Herbalife's share price fell 16.4 percent on news of the FTC inquiry
but later recovered to close at $60.57, down about 7.4 percent on
the New York Stock Exchange.
Los Angeles-based Herbalife this week blasted Ackman for carrying
out "an unfounded, relentless and fraudulent public attack on
Herbalife's business model."
"There has never been merit to his accusations," the company said in
a statement on March 10.
News of the FTC investigation came a day after a 2-1/2 hour long
conference call on which Ackman accused Herbalife of breaking the
law in China.
Ackman's $12 billion hedge fund, Pershing Square, has been shorting
the stock since the middle of 2012.
The FTC has a broad reach to investigate companies which are
deceptive. But it does no criminal prosecution and usually is
limited to recovering money lost by affected consumers.

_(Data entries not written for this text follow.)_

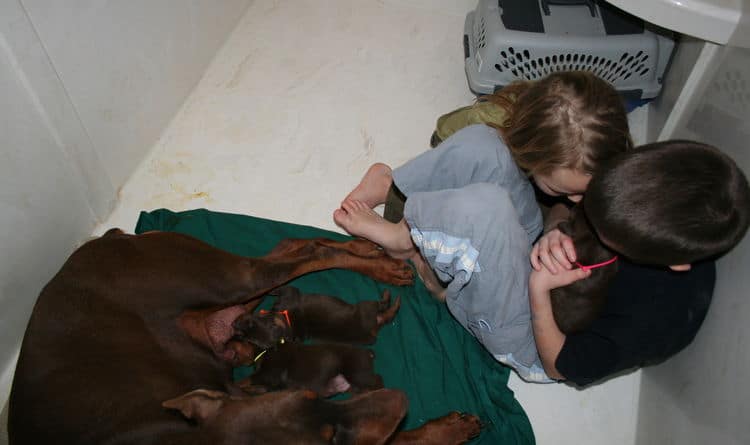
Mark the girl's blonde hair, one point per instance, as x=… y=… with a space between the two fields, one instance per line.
x=570 y=119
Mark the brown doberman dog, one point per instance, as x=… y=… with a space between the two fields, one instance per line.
x=297 y=316
x=131 y=322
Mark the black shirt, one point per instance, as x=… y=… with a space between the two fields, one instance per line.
x=650 y=314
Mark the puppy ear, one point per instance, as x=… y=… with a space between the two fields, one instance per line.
x=199 y=405
x=565 y=227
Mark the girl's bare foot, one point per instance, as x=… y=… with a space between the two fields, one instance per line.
x=358 y=219
x=373 y=188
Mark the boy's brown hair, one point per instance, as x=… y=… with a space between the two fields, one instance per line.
x=570 y=119
x=577 y=305
x=669 y=203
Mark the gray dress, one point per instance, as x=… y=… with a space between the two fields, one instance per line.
x=472 y=214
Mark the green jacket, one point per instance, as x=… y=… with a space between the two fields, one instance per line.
x=483 y=112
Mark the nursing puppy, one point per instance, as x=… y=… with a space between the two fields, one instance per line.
x=326 y=369
x=297 y=316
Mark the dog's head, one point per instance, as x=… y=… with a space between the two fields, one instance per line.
x=577 y=305
x=263 y=328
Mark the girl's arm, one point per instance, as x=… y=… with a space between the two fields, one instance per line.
x=554 y=251
x=548 y=337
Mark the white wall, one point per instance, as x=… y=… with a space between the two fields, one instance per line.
x=701 y=396
x=86 y=87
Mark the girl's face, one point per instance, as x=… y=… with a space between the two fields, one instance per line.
x=563 y=182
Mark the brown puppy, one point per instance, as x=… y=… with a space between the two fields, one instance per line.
x=297 y=316
x=259 y=419
x=132 y=321
x=326 y=369
x=575 y=306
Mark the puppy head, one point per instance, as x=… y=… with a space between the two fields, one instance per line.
x=264 y=330
x=577 y=305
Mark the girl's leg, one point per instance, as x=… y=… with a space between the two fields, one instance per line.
x=471 y=237
x=358 y=219
x=373 y=188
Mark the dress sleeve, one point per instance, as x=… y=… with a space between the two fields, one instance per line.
x=487 y=113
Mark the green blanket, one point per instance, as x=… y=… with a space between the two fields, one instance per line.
x=423 y=352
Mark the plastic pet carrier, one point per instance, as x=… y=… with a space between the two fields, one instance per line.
x=508 y=40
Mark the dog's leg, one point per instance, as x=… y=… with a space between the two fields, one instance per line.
x=452 y=429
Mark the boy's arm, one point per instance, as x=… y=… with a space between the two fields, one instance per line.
x=548 y=337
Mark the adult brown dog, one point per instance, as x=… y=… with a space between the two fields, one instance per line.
x=130 y=322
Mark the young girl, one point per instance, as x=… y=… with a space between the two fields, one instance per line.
x=470 y=216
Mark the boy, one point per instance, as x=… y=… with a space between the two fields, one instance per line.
x=668 y=208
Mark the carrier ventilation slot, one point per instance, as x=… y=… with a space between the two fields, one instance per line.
x=480 y=36
x=732 y=87
x=520 y=63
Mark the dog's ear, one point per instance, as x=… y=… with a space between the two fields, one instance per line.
x=286 y=291
x=199 y=405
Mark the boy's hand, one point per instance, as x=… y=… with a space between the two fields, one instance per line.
x=554 y=251
x=541 y=282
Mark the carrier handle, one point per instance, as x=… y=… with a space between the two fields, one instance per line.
x=589 y=3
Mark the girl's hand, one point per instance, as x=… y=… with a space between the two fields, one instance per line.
x=554 y=251
x=541 y=282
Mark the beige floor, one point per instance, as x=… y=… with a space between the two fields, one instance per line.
x=302 y=98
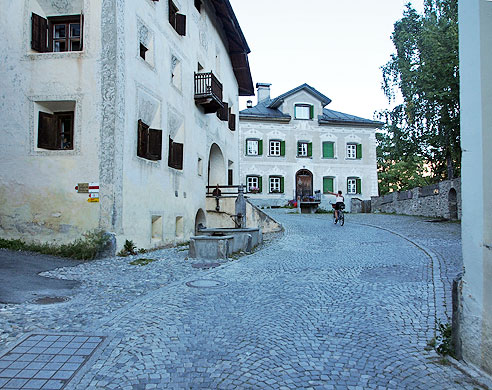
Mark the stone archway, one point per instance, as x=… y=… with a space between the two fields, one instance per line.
x=217 y=172
x=304 y=183
x=453 y=204
x=200 y=218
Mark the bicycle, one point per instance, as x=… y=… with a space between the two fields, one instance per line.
x=341 y=216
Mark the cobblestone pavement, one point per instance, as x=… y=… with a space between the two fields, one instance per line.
x=322 y=307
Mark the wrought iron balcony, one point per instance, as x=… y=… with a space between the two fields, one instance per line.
x=208 y=92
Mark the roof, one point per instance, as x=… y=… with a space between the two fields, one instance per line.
x=277 y=102
x=262 y=111
x=331 y=116
x=268 y=110
x=238 y=47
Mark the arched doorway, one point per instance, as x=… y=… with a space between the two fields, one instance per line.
x=217 y=173
x=200 y=218
x=304 y=183
x=453 y=204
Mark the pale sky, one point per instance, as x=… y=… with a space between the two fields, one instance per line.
x=336 y=46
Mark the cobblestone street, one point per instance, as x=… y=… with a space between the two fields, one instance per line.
x=320 y=307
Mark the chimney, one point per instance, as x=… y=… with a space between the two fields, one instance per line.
x=263 y=91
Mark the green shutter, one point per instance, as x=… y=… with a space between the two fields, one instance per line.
x=327 y=185
x=328 y=150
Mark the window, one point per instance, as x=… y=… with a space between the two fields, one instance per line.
x=304 y=149
x=276 y=184
x=177 y=20
x=232 y=120
x=304 y=111
x=354 y=151
x=354 y=186
x=149 y=142
x=253 y=184
x=328 y=150
x=175 y=157
x=254 y=147
x=328 y=184
x=277 y=148
x=55 y=131
x=143 y=50
x=56 y=33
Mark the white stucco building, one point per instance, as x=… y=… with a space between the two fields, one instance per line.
x=475 y=24
x=293 y=146
x=133 y=102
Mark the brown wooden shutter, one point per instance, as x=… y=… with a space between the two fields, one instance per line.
x=142 y=139
x=155 y=144
x=47 y=134
x=178 y=155
x=81 y=30
x=232 y=122
x=181 y=24
x=39 y=32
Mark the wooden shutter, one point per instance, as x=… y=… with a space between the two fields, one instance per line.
x=327 y=185
x=142 y=139
x=81 y=30
x=232 y=122
x=181 y=24
x=328 y=150
x=223 y=113
x=155 y=144
x=47 y=131
x=39 y=31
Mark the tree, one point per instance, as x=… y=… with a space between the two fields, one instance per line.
x=425 y=70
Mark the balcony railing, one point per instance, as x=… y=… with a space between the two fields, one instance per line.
x=208 y=92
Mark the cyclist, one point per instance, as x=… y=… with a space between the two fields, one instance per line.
x=338 y=202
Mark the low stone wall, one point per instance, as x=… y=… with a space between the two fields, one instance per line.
x=441 y=200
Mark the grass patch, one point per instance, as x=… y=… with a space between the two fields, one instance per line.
x=86 y=248
x=142 y=262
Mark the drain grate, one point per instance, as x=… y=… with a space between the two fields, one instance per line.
x=46 y=361
x=205 y=265
x=50 y=300
x=206 y=283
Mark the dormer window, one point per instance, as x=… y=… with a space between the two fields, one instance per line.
x=304 y=111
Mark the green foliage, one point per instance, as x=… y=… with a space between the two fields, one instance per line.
x=142 y=262
x=128 y=249
x=85 y=248
x=425 y=68
x=444 y=344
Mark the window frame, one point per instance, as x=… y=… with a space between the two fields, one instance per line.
x=252 y=140
x=351 y=151
x=53 y=139
x=310 y=108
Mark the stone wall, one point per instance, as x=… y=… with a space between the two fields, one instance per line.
x=442 y=200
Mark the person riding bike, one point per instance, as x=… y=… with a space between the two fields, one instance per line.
x=339 y=201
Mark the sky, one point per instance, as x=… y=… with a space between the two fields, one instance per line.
x=336 y=46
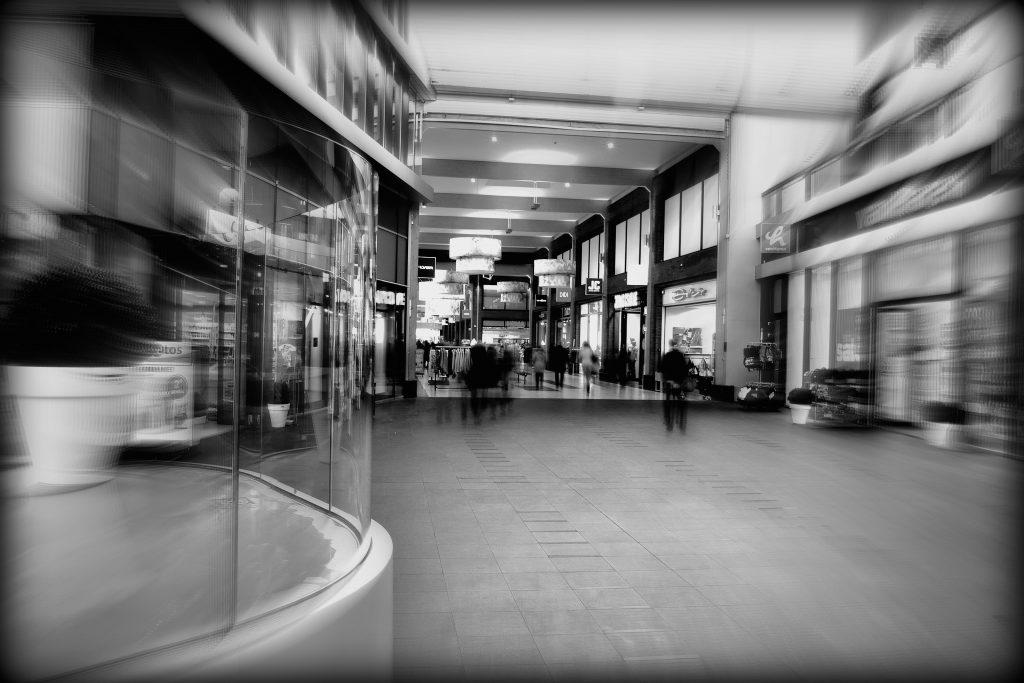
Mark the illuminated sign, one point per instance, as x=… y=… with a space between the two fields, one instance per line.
x=427 y=267
x=776 y=239
x=626 y=300
x=689 y=293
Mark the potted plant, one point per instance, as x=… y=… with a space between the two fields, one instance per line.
x=800 y=404
x=943 y=423
x=280 y=403
x=73 y=334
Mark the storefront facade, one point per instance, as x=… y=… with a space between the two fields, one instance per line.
x=903 y=279
x=689 y=316
x=249 y=225
x=627 y=327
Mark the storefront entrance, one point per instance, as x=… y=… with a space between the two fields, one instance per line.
x=914 y=355
x=389 y=345
x=628 y=337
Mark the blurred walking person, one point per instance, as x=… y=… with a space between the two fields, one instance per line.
x=674 y=371
x=540 y=365
x=587 y=363
x=559 y=358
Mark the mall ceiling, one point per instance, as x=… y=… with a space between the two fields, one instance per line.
x=547 y=111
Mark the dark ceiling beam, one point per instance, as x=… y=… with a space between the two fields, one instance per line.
x=548 y=204
x=519 y=225
x=457 y=168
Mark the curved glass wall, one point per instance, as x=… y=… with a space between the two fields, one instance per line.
x=243 y=484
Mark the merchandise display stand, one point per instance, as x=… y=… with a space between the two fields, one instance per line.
x=762 y=357
x=840 y=400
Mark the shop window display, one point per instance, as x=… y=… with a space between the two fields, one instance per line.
x=215 y=515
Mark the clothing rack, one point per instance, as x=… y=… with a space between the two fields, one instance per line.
x=446 y=361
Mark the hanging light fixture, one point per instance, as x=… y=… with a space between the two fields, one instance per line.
x=451 y=276
x=554 y=272
x=512 y=292
x=431 y=290
x=475 y=255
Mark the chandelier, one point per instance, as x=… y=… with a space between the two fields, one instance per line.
x=554 y=272
x=475 y=255
x=512 y=292
x=451 y=276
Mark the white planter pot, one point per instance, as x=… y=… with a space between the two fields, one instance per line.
x=75 y=420
x=279 y=413
x=799 y=413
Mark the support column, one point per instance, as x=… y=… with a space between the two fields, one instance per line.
x=410 y=383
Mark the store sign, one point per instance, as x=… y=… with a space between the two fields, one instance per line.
x=775 y=239
x=694 y=293
x=626 y=300
x=427 y=267
x=164 y=402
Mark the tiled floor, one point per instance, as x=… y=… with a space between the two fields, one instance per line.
x=580 y=540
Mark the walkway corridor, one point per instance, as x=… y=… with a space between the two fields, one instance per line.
x=581 y=540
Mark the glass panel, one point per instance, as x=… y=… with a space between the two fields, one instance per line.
x=820 y=316
x=204 y=193
x=620 y=248
x=710 y=225
x=401 y=274
x=645 y=238
x=689 y=220
x=99 y=572
x=143 y=177
x=793 y=195
x=923 y=268
x=386 y=262
x=671 y=248
x=352 y=411
x=633 y=241
x=375 y=101
x=355 y=73
x=851 y=316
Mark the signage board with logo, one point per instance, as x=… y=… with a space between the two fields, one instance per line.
x=776 y=239
x=626 y=300
x=427 y=267
x=690 y=293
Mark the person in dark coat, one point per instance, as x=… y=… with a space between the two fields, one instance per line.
x=674 y=372
x=477 y=378
x=559 y=358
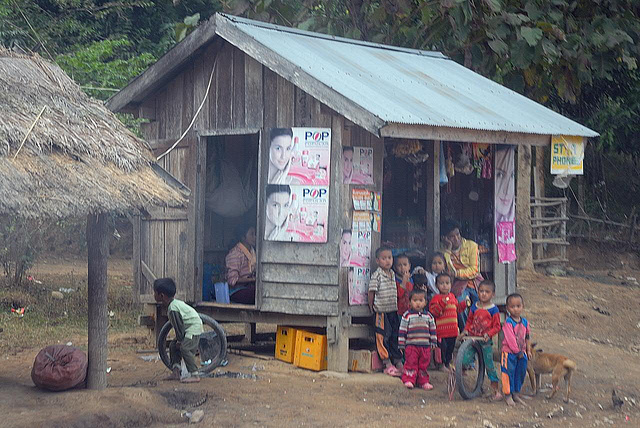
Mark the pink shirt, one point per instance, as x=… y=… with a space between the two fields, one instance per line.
x=237 y=265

Its biggest recent probe was of Google, which rivals had accused of
skewing search results so companies competing with Google appeared
lower than appropriate. The FTC decided after an extended probe that
Google broke no antitrust law in search.
The FTC issued a statement acknowledging an investigation into
Herbalife but declined to discuss it. Neither Ackman nor a
representative of his fund responded to requests for comment.
Ackman's investors include state pension funds in New Jersey and
Less than two months ago Senator Edward Markey, a Massachusetts
Democrat, asked both the FTC and the Securities and Exchange
Commission to investigate Herbalife after constituents complained of
losing thousands of dollars through the company.
Online videos show top Herbalife distributors riding horses and snow
mobiles and boasting about their lavish lifestyles all thanks to
selling the company's products. But Ackman and other Herbalife
critics say those are empty promises.
Many Herbalife distributors are Hispanic and Brent Wilkes, executive
director of the Washington-based League of United Latin American
citizens, said he hoped the FTC probe could return some cash to many
alleged victims of the company.
"I am not as excited as you might think about this news because so
many people have lost so much money here. But I am pleased that the
wheels of government seem to be working after all," Wilkes said.